If you have an older patient who otherwise has a pretty good quality of life, who just has CIS that maybe keeps coming back but not much more in volume, one or two spots here and there—imaging looks good, everything else is OK—I might be able to push the envelope there a little bit more, counseling the patient, obviously making sure that's what they want and that it's a priority of theirs for bladder sparing. I think that there might be a little room to go a couple lines of therapy, monitoring carefully, continuing surveillance.
And I think that we might have more clues with urinary-based markers in the future too. We don't have that today, but that's my hope. My hope is to be able to figure out which of these patients really need to move on to more aggressive therapy and which of these patients are going to linger in that state of recurrence without progression for a while.
Ashish Kamat: Right. I mean, again, bladder cancer is such a chronic disease. If you can make it even more chronic, not at the cost of function or cost to society, that'd be great for our patients.
Bogdana Schmidt: Yeah.
Ashish Kamat: This is really a great conversation. Any closing thoughts for our listeners?

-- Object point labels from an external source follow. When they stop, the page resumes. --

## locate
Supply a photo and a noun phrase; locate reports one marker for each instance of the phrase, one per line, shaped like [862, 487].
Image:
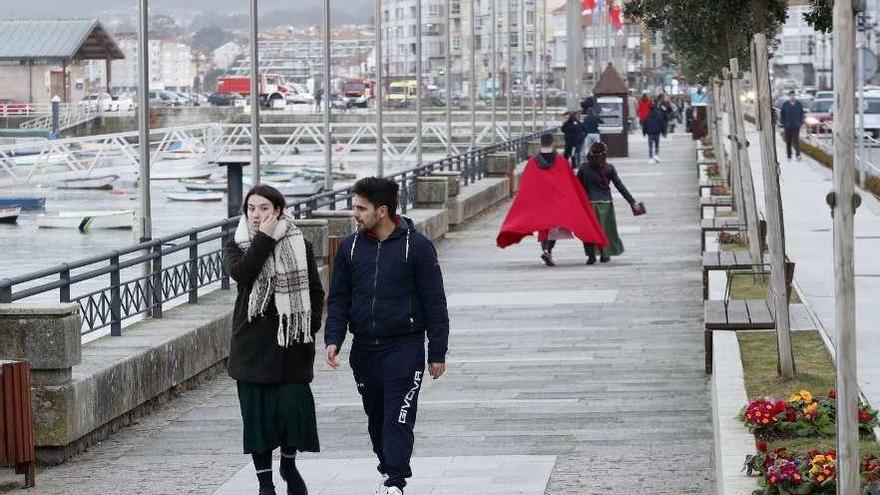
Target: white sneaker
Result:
[380, 490]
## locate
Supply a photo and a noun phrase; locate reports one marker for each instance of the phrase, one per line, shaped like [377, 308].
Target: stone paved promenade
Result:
[566, 380]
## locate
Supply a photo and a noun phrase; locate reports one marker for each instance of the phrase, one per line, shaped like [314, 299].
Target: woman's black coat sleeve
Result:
[245, 267]
[316, 290]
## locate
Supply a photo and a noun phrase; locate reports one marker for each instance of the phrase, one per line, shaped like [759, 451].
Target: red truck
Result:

Bogdana Schmidt: I think it's a really exciting time for bladder cancer. I think that when I started in this career a very short time ago—and even then, we were still not hearing about nearly as many avenues that we were going to be treating bladder cancer patients with. We were looking at one-size-fits-all therapies, trying to make them more tolerable. And I think within the next five years, it's going to be different. We're going to be trying to customize therapy to the patient's disease, to the patient's goals, and hopefully, obviously, prolonging their quality of life and not limiting their quantity of life by going too far with all these new incremental projects.
Ashish Kamat: Yeah. A very, very, very good message. I mean, we've got to keep in mind, ultimately, quality and quantity of life—not one versus the other.
Bogdana Schmidt: It can't be one versus the other.
Ashish Kamat: Absolutely. Absolutely. Well, speaking of quality and quantity, thank you so much for taking quality time and spending it with us.
Bogdana Schmidt: Thank you so much. This has been great.